REPUBLIKA.CO.ID,JAKARTA - Mantan panitera pengganti Mahkamah Konstitusi (MK), Zaenal Arifin Hoesein, diperiksa sebagai tersangka untuk pertama kalinya pada Senin (22/8). Zaenal Arifin pun mengakui telah membuat draf surat palsu MK tersebut.
"Kalau dikatakan Zaenal mendikte, iya, tapi dalam bentuk draf tapi tidak dikirim (ke KPU)," kata kuasa hukum Zaenal Arifin, Ahmad Rifai, yang ditemui di Mabes Polri, Jakarta, Senin (22/8).
Zaenal mengakui draf itu memang mengarahkan dalam penambahan suara untuk Dewie Yasin Limpo. Namun, draf tersebut akan dikonsultasikan Zaenal Arifin kepada Ketua MK, Mahfud MD. Kemudian surat itu tidak jadi dibuat karena Ketua MK tidak ada dan lalu ditaruh di meja kerja Ketua MK.
Ahmad mengatakan Zaenal menunggu untuk mengkonsultasikan draf surat itu kepada Ketua MK pada tanggal 17 Agustus 2009. Karena itu, baru ada surat tertanggal 17 Agustus 2009.
Ia pun menegaskan Zaenal tidak mengeluarkan surat tertanggal 14 Agustus 2009 yang merupakan surat palsu penjelasan MK kepada KPU nomor 112 yang seharusnya keluar pada 17 Agustus 2009. Zaenal juga mengaku tidak pernah menandatangani surat tertanggal 14 Agustus 2009.
"Zaenal katakan tidak pernah keluarkan surat pada 14 Agustus 2009, yang ada surat tanggal 17 Agustus 2009. Polisi harusnya mengusut siapa di balik keluarnya surat tanggal 14 Agustus 2009," kelitnya.
Saat ditanya dengan demikian Zaenal Arifin telah merencanakan untuk merubah surat asli, Ahmad berkelit hukum tidak bisa seperti itu.
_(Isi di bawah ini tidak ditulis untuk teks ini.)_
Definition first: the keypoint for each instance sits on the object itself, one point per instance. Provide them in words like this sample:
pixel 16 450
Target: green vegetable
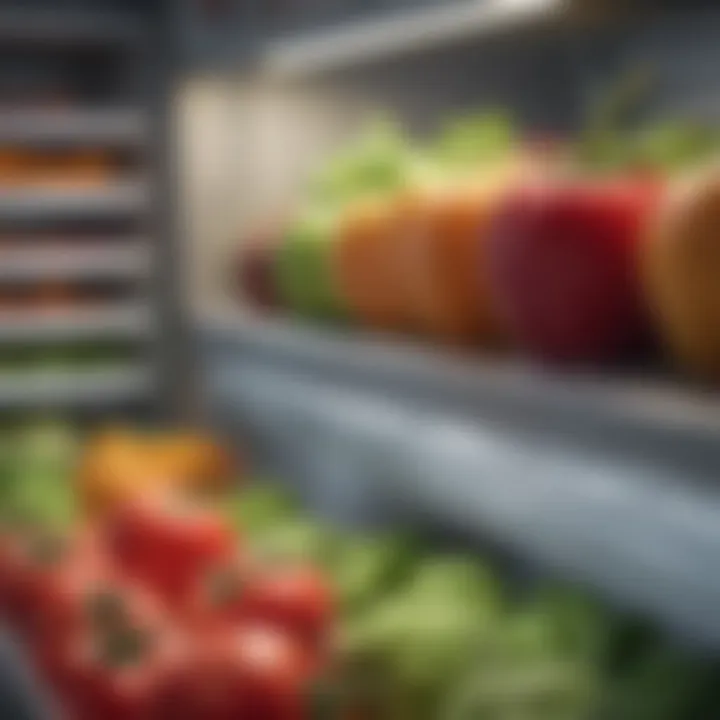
pixel 259 507
pixel 473 141
pixel 365 569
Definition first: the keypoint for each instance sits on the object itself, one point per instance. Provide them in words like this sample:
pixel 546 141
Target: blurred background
pixel 441 267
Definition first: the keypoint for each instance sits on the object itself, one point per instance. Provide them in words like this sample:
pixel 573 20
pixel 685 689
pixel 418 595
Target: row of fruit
pixel 48 169
pixel 137 603
pixel 589 251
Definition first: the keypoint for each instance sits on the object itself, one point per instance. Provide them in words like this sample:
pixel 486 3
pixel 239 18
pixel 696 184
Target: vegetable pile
pixel 590 251
pixel 212 601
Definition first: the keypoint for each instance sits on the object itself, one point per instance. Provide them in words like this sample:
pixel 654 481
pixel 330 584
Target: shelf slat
pixel 89 127
pixel 112 200
pixel 97 259
pixel 126 321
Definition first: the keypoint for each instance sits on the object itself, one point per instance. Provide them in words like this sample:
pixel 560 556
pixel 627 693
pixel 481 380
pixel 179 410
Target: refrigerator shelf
pixel 110 200
pixel 81 127
pixel 126 321
pixel 97 259
pixel 612 482
pixel 86 388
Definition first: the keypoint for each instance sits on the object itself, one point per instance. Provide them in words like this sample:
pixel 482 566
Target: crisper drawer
pixel 632 525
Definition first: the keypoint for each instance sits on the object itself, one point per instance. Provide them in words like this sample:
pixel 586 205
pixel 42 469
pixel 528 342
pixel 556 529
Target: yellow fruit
pixel 682 273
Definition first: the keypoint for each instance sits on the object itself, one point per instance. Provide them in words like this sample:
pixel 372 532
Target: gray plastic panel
pixel 513 461
pixel 132 320
pixel 106 126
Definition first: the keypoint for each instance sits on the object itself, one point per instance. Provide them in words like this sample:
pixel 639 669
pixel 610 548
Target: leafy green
pixel 471 141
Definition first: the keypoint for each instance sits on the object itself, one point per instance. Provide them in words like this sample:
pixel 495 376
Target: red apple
pixel 564 265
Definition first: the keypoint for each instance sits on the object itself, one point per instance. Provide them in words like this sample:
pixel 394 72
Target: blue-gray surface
pixel 609 483
pixel 20 698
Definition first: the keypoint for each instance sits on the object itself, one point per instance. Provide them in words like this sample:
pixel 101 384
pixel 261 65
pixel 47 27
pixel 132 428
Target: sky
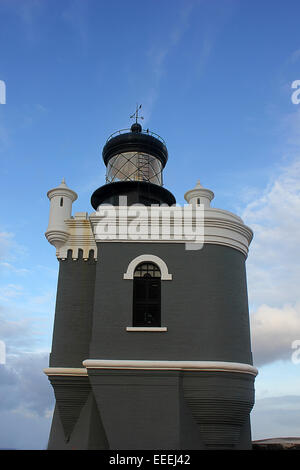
pixel 214 78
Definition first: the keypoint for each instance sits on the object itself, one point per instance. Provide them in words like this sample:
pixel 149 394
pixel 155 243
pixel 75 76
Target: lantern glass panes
pixel 134 166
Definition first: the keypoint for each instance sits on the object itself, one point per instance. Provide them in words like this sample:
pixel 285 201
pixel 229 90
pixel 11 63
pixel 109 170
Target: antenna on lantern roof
pixel 136 116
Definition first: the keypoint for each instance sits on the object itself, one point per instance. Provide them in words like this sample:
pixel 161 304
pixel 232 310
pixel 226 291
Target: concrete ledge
pixel 71 371
pixel 171 365
pixel 147 328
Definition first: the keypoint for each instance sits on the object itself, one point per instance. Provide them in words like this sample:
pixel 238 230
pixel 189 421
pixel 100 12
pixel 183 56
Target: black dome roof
pixel 135 141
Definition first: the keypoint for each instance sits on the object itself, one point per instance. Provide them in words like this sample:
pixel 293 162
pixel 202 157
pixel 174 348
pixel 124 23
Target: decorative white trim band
pixel 70 371
pixel 165 276
pixel 146 328
pixel 171 365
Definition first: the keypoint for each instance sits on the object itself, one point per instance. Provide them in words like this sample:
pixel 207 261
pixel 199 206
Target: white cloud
pixel 273 266
pixel 276 417
pixel 273 331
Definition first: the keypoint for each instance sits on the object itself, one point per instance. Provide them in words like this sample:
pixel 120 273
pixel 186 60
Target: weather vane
pixel 136 114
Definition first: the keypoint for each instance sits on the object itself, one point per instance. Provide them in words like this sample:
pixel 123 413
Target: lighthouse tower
pixel 151 343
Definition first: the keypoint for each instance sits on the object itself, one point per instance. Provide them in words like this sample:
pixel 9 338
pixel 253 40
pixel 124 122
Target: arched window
pixel 146 295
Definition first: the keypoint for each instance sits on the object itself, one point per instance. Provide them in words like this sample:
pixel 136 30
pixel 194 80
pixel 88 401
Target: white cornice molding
pixel 67 371
pixel 218 227
pixel 80 237
pixel 171 365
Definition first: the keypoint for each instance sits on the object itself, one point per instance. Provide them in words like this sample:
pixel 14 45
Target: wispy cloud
pixel 273 266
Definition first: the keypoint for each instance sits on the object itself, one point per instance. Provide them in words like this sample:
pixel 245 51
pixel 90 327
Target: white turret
pixel 61 199
pixel 199 195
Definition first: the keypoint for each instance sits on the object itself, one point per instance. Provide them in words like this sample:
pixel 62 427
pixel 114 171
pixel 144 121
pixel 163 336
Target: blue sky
pixel 214 79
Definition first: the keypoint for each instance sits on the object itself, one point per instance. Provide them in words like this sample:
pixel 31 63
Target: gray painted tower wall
pixel 188 384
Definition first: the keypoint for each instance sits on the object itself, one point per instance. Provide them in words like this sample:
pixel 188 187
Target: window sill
pixel 147 328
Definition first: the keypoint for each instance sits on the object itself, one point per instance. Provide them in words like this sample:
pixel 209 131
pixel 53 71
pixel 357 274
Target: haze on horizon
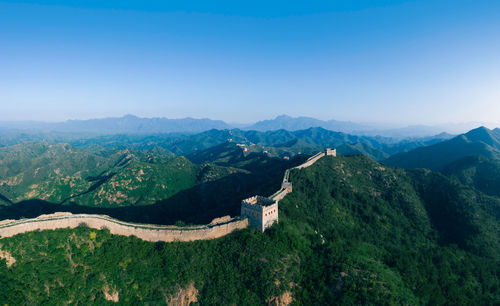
pixel 399 62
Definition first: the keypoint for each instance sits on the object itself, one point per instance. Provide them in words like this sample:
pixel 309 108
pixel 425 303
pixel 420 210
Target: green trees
pixel 352 232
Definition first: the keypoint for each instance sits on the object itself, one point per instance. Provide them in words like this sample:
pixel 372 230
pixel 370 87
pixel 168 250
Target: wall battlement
pixel 146 232
pixel 263 212
pixel 258 211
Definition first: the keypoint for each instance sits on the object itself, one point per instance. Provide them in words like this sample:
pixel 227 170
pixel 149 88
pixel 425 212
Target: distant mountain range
pixel 280 143
pixel 472 159
pixel 480 142
pixel 130 124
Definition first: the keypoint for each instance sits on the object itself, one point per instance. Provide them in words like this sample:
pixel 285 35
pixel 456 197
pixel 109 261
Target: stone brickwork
pixel 258 211
pixel 261 212
pixel 146 232
pixel 331 152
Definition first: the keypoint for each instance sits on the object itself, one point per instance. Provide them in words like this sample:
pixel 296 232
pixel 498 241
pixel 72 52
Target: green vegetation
pixel 479 142
pixel 478 171
pixel 61 174
pixel 352 232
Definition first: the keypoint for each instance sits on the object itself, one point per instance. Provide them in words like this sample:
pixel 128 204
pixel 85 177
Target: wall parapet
pixel 146 232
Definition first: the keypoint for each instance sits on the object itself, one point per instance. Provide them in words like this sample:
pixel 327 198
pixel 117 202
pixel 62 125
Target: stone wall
pixel 221 227
pixel 146 232
pixel 310 161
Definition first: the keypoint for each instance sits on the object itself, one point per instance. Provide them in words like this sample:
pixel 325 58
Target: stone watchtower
pixel 261 212
pixel 331 152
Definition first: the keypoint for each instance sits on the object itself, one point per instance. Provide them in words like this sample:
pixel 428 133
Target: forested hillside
pixel 353 231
Ia malah mengatakan Zaenal seharusnya menjadi pihak yang dilindungi karena sebagai orang yang dirugikan.
"Sudah melaporkan dan dipalsukan tandatangannya, malah jadi tersangka. Jangan karena buktinya minim, jangan karena sangkaan yang tidak maksimal kemudian dilimpahkan ke Zaenal," tegasnya.